The amendments grant President al-Sisi greater powers to deal with the sanitary crisis. However, they also help suffocating dissent by suspending universities and schools, while further reinforcing President’s personal authority in the country. He can ban assemblies without reference to public health reasons and assign the investigation of crimes to the military prosecution, which is especially concerning. By extending the control of the President and the military over the justice system, judicial independence is de facto abolished. Breaching state of emergency measures can land citizens for up to 15 years in prison. These measures severely undercut the rule of law.

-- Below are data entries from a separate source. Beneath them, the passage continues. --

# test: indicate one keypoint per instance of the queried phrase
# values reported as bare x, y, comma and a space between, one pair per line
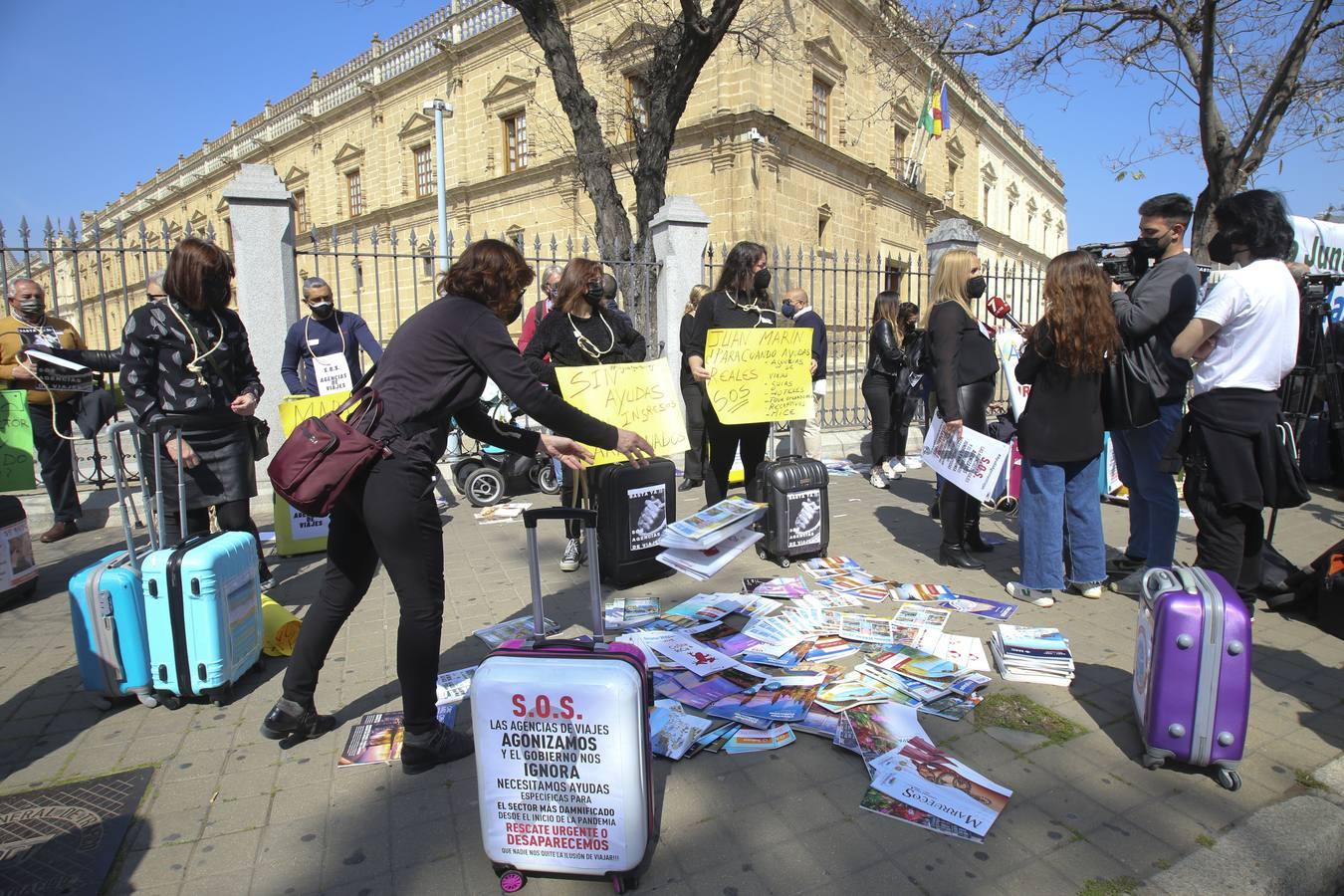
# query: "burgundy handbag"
323, 454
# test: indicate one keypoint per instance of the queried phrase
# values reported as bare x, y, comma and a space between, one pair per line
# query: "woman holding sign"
964, 367
579, 332
433, 369
1060, 433
740, 301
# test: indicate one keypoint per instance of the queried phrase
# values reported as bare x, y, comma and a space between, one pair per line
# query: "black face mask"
1221, 249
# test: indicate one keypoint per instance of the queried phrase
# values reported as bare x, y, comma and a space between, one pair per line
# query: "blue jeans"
1054, 495
1153, 507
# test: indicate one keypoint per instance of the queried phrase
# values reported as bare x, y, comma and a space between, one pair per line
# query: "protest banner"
971, 461
760, 375
298, 533
637, 396
16, 442
1008, 345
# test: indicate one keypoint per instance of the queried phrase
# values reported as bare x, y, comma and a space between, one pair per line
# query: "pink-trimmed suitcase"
563, 762
1193, 670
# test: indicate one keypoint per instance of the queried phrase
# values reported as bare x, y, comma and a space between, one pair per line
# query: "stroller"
484, 474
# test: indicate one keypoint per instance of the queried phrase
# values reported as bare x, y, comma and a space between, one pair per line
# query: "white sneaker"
1036, 598
570, 559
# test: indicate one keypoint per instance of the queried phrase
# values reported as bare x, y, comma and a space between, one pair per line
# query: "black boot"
956, 555
288, 719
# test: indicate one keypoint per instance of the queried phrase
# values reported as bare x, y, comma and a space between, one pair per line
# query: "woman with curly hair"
1060, 431
433, 369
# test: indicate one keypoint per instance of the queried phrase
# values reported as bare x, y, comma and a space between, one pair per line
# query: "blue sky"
108, 92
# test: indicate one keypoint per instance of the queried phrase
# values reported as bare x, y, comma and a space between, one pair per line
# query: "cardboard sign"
298, 533
16, 449
632, 396
760, 375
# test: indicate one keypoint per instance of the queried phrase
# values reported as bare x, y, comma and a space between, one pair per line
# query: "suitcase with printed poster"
563, 762
1193, 670
633, 506
202, 608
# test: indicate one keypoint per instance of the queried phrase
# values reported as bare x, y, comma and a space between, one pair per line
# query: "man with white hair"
51, 411
322, 350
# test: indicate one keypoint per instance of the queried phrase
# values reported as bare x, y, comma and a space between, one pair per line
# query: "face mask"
1221, 249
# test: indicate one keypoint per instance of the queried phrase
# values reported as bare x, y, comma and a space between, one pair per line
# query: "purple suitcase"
1193, 670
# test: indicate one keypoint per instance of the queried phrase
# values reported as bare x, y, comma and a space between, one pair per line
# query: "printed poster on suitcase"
648, 515
803, 520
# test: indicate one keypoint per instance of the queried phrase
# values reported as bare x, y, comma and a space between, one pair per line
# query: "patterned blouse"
156, 352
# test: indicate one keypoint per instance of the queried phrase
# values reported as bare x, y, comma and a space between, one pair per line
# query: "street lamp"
441, 109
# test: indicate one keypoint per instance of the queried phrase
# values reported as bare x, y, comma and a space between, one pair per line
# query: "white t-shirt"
1256, 310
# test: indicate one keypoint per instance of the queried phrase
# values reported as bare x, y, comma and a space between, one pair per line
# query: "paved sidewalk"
230, 813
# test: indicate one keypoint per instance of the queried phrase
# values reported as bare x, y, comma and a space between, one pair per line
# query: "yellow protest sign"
632, 396
298, 533
760, 375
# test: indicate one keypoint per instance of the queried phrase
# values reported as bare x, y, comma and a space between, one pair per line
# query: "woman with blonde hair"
964, 368
694, 399
1060, 433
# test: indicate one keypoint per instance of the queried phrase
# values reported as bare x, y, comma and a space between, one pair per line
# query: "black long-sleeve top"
556, 337
156, 350
434, 368
719, 312
1062, 421
963, 353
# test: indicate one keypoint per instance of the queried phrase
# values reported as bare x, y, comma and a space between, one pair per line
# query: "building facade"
806, 148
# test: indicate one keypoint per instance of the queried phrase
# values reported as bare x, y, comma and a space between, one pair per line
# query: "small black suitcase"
797, 518
633, 507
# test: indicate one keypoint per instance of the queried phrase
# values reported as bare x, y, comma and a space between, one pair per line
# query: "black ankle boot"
955, 555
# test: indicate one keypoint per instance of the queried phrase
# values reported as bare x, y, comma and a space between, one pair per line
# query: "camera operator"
1149, 318
1244, 335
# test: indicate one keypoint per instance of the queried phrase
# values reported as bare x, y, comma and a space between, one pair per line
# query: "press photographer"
1149, 316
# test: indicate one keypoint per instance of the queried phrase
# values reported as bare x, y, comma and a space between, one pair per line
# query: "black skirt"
226, 470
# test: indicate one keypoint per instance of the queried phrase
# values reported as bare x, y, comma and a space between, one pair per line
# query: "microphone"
1003, 311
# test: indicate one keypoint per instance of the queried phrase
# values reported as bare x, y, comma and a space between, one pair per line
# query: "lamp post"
441, 109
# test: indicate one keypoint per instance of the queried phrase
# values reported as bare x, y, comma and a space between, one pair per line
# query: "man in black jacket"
806, 434
1151, 316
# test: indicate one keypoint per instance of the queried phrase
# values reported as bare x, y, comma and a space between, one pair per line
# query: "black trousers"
57, 458
957, 510
723, 442
1228, 541
388, 515
696, 402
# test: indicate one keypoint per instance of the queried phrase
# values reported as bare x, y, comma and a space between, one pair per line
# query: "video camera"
1124, 269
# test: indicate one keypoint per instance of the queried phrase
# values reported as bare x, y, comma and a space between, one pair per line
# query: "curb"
1294, 848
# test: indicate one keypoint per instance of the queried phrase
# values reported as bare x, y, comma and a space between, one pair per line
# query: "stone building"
805, 148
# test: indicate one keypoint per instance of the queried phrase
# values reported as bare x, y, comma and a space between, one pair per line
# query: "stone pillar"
261, 212
679, 231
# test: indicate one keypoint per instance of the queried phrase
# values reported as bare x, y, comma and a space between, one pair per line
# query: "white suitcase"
563, 764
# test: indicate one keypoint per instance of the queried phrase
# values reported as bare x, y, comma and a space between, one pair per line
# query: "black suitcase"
797, 518
633, 507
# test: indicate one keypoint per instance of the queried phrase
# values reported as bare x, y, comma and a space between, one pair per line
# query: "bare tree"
1260, 74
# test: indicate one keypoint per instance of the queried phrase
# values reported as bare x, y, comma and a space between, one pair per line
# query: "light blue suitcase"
202, 608
108, 610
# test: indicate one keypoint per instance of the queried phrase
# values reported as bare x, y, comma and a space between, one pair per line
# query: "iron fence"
841, 288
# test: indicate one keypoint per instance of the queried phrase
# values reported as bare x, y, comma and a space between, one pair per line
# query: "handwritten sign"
16, 442
971, 461
1008, 344
760, 375
298, 533
633, 396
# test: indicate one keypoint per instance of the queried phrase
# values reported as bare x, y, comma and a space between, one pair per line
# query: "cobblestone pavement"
230, 813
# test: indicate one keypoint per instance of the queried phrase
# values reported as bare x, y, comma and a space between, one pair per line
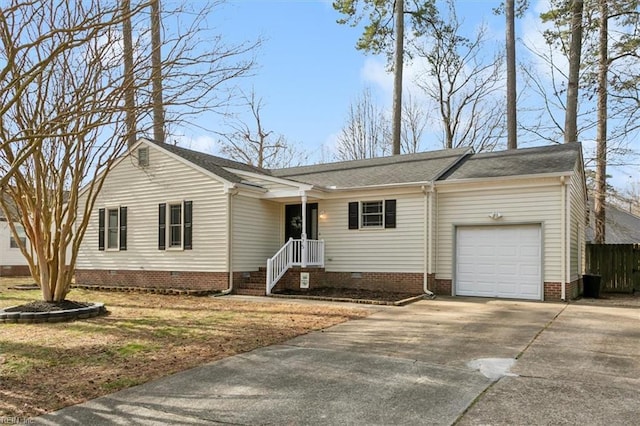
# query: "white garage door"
499, 261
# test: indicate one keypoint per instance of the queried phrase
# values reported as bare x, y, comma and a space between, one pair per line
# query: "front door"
293, 221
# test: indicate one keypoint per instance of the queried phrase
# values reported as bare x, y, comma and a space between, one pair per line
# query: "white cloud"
202, 143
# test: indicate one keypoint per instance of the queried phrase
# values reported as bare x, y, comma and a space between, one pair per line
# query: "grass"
44, 367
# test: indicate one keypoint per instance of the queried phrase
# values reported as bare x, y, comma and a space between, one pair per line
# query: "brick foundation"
553, 290
411, 283
442, 287
14, 271
210, 281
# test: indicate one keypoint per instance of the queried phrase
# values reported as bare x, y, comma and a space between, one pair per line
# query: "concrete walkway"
443, 361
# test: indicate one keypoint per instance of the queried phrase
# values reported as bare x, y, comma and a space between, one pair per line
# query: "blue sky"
309, 70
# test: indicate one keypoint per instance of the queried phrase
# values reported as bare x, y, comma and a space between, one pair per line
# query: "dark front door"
293, 221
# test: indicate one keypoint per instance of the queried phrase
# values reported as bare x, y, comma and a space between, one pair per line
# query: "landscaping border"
94, 310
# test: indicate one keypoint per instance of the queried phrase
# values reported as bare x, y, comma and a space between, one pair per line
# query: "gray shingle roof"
621, 227
422, 167
524, 161
212, 163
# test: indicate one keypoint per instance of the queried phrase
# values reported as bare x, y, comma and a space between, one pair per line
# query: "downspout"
567, 232
231, 191
303, 235
563, 239
427, 241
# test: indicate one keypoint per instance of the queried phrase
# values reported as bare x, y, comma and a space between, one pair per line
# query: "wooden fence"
617, 264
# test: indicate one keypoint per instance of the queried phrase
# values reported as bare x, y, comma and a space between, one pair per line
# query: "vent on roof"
143, 156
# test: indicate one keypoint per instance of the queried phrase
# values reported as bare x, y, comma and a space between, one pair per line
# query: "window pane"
112, 228
176, 236
21, 234
113, 218
176, 214
372, 207
372, 214
372, 220
113, 238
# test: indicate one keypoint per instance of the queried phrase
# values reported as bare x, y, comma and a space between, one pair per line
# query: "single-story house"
621, 227
503, 224
12, 262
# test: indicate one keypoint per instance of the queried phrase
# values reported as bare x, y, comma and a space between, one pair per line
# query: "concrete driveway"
442, 361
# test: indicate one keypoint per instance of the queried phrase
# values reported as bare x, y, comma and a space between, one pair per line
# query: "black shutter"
162, 226
100, 229
123, 228
390, 213
188, 222
353, 215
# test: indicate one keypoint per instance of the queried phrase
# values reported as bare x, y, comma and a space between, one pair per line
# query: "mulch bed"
42, 306
345, 293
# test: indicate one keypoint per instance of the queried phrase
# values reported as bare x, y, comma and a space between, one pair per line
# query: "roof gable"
518, 162
621, 226
211, 163
398, 169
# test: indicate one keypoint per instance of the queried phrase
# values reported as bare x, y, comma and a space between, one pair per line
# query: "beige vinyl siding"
270, 184
577, 219
537, 201
256, 232
9, 256
165, 180
374, 250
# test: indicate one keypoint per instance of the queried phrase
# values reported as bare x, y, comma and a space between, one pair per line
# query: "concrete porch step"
249, 291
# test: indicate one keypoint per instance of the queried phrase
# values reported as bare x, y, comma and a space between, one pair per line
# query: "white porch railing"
294, 253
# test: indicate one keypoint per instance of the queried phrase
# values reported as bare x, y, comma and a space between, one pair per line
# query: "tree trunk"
512, 136
397, 76
129, 95
575, 50
156, 73
601, 133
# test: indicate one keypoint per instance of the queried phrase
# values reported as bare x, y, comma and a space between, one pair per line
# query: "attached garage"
499, 261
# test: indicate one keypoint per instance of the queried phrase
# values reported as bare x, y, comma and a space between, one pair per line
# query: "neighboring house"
12, 262
621, 227
503, 224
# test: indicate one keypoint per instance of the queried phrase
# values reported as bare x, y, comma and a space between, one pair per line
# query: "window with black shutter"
372, 214
101, 213
390, 213
162, 226
188, 225
123, 228
353, 215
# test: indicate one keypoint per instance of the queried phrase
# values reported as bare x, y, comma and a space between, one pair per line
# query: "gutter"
427, 239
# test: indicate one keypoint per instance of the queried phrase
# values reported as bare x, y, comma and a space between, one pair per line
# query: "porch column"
303, 236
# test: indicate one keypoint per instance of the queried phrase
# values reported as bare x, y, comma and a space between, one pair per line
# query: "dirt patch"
41, 306
47, 366
345, 293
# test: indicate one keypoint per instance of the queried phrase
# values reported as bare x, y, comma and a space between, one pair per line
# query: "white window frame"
13, 244
168, 245
144, 163
106, 228
363, 214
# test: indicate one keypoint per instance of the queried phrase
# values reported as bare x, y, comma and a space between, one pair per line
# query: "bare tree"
130, 91
601, 134
366, 131
575, 54
385, 32
512, 121
253, 144
156, 73
62, 118
465, 86
414, 123
196, 66
70, 112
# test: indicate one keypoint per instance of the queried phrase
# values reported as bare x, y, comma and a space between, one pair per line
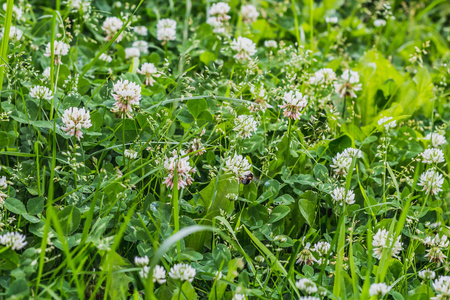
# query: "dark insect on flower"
246, 178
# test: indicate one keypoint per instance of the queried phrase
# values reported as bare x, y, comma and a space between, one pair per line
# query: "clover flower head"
166, 30
182, 272
294, 103
249, 13
245, 125
382, 240
41, 92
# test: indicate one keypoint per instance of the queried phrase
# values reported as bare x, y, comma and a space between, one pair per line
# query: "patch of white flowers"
436, 139
341, 196
60, 49
431, 182
150, 72
142, 46
166, 30
218, 16
245, 125
324, 76
382, 240
127, 95
41, 93
249, 13
432, 156
237, 165
13, 240
244, 47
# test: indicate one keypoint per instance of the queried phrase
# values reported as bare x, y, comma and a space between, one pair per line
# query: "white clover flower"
441, 242
182, 272
306, 285
150, 72
432, 156
41, 92
349, 84
249, 13
341, 196
3, 182
47, 73
15, 33
141, 30
245, 125
271, 44
387, 125
111, 26
379, 23
294, 102
106, 58
427, 274
237, 165
379, 289
382, 240
14, 240
132, 52
127, 94
341, 163
436, 139
442, 285
219, 11
352, 152
17, 12
183, 168
322, 248
74, 119
323, 76
244, 47
437, 246
218, 26
141, 261
431, 182
331, 20
142, 46
60, 49
130, 154
166, 30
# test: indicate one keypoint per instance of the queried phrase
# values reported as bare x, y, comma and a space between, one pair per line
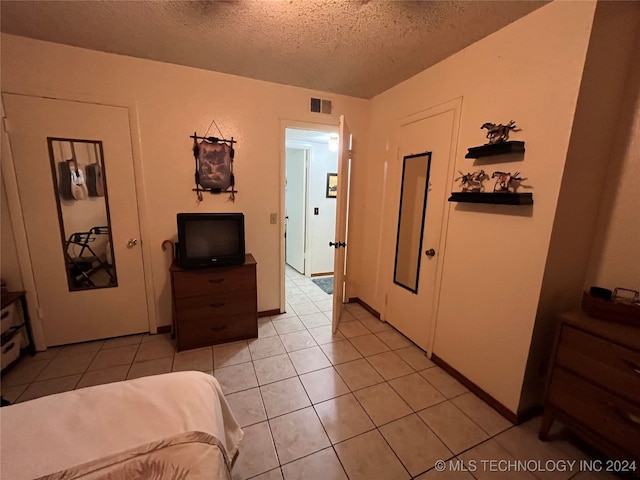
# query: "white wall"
173, 102
494, 256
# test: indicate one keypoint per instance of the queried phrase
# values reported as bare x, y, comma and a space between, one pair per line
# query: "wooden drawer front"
235, 303
209, 331
606, 415
213, 280
614, 367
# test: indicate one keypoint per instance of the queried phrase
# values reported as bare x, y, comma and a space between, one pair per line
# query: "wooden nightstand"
214, 305
594, 384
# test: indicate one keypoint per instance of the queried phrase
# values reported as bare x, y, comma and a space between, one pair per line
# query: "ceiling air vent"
321, 106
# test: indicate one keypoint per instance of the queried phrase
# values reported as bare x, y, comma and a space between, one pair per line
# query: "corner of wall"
596, 127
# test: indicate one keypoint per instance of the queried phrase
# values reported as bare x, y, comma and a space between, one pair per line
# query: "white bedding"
54, 433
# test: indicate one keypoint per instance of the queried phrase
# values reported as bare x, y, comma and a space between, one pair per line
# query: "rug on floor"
325, 283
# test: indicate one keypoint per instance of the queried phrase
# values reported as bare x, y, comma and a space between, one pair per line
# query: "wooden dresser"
594, 384
214, 305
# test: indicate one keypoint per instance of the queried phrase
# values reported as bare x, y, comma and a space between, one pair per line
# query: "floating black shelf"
503, 198
495, 149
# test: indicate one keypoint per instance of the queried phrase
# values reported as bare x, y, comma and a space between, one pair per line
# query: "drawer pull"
626, 416
633, 366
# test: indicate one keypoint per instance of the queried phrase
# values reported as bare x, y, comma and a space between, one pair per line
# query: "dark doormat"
325, 283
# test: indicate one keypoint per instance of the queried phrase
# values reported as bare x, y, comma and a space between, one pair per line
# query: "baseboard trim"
268, 313
492, 402
364, 305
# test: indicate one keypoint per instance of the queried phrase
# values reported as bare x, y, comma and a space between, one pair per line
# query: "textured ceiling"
352, 47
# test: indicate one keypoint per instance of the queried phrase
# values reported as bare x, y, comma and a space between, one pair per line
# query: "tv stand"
214, 305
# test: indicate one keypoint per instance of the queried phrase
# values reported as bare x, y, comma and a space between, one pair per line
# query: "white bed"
176, 425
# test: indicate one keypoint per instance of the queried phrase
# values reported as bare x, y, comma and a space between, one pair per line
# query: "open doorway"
311, 162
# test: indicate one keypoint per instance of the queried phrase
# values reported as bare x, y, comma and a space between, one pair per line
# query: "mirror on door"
413, 205
83, 212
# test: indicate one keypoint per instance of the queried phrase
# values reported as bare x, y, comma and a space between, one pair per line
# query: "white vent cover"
321, 106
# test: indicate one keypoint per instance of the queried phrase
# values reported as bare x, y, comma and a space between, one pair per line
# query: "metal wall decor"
214, 165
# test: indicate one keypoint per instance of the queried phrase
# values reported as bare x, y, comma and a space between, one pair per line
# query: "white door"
295, 205
82, 315
342, 203
435, 131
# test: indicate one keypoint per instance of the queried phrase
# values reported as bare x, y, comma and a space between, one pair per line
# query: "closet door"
79, 298
426, 152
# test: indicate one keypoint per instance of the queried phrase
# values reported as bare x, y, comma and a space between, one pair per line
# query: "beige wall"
494, 256
598, 148
173, 102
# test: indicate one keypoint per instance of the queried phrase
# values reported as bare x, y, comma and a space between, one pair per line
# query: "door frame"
14, 204
331, 125
454, 105
306, 147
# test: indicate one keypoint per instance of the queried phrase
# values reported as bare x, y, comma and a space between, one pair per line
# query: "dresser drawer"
611, 366
607, 415
9, 317
209, 331
194, 283
234, 303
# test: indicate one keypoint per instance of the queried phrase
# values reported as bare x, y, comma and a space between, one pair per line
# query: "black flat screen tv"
210, 239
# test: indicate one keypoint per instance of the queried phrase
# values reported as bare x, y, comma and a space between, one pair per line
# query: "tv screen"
210, 239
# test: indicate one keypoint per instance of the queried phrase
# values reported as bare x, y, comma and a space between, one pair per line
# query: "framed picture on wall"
332, 185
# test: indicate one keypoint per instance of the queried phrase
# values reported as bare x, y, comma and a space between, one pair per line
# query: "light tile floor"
364, 403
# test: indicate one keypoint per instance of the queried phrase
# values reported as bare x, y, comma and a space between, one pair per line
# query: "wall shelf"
503, 198
495, 149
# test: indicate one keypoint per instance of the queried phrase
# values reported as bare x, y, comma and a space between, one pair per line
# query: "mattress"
92, 431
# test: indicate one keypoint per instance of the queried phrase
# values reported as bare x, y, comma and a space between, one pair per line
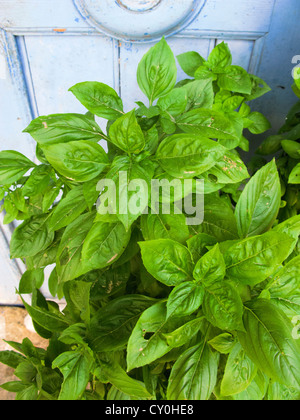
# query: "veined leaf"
188, 155
168, 261
259, 203
99, 99
194, 374
157, 71
269, 343
79, 161
252, 260
63, 128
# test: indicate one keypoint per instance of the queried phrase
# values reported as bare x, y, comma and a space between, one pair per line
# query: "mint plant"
157, 307
285, 146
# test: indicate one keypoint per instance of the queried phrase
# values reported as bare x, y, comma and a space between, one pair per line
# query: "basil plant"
179, 280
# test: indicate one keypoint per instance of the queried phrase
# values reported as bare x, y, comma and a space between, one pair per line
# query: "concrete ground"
15, 325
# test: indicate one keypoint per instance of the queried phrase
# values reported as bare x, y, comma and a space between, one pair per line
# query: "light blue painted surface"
46, 46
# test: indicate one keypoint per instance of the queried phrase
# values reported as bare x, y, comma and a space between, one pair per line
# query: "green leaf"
142, 350
69, 264
222, 306
30, 280
252, 260
210, 268
126, 134
104, 244
209, 123
11, 358
190, 61
99, 99
188, 155
46, 319
185, 299
220, 57
235, 79
79, 161
259, 203
228, 170
13, 165
194, 374
75, 368
294, 177
77, 294
174, 103
111, 326
223, 343
124, 383
287, 280
31, 237
292, 148
133, 183
260, 123
168, 261
165, 226
63, 128
219, 220
268, 342
184, 334
239, 372
157, 71
200, 94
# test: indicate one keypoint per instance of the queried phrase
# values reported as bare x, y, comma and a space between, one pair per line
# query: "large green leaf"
259, 203
111, 326
75, 367
222, 306
168, 261
157, 71
287, 280
219, 220
269, 343
252, 260
77, 160
13, 165
211, 267
208, 123
146, 343
104, 244
69, 264
188, 155
165, 226
194, 374
63, 128
126, 134
68, 209
239, 372
31, 237
185, 299
99, 99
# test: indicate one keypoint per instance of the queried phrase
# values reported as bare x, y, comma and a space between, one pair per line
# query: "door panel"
46, 46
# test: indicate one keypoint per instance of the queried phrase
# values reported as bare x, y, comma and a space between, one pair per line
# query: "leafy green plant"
156, 308
286, 147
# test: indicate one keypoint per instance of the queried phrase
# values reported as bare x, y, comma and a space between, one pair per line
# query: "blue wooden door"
46, 46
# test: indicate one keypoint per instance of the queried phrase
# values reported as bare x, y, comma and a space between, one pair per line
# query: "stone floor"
15, 325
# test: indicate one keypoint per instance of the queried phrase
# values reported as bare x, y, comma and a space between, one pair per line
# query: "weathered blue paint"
46, 46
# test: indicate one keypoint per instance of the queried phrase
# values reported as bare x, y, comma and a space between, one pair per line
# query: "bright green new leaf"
168, 261
269, 343
99, 99
157, 71
79, 161
13, 165
63, 128
259, 203
126, 134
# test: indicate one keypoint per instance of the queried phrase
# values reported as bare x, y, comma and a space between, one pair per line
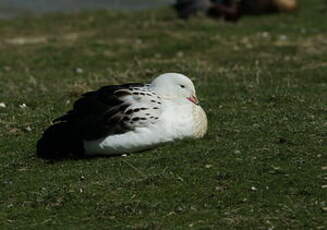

In parallel, the narrative of combatting coronavirus “fake news” has been used to justify the regime’s efforts to curtail freedom of expression. Several news websites and social media accounts have been blocked by the Supreme Council for Media Regulation over the past two months for allegedly spreading “rumours” about the virus, adding to the over 500 websites blocked in Egypt since 2017. Journalists have been targeted for “spreading false information”, and a Guardian journalist was even forced to leave the country for reporting on an academic study arguing that the figures of COVID-19 victims were higher than reported. The authorities have continued to arrest people, including human rights defenders, for “spreading false news”, further crowding Egypt’s saturated prisons which constitute a hotbed for viruses.

Although independent media are blocked, state propagandists have reportedly spun conspiracy theories presenting COVID-19 as engineered by the West while praising Egypt for its fight against it.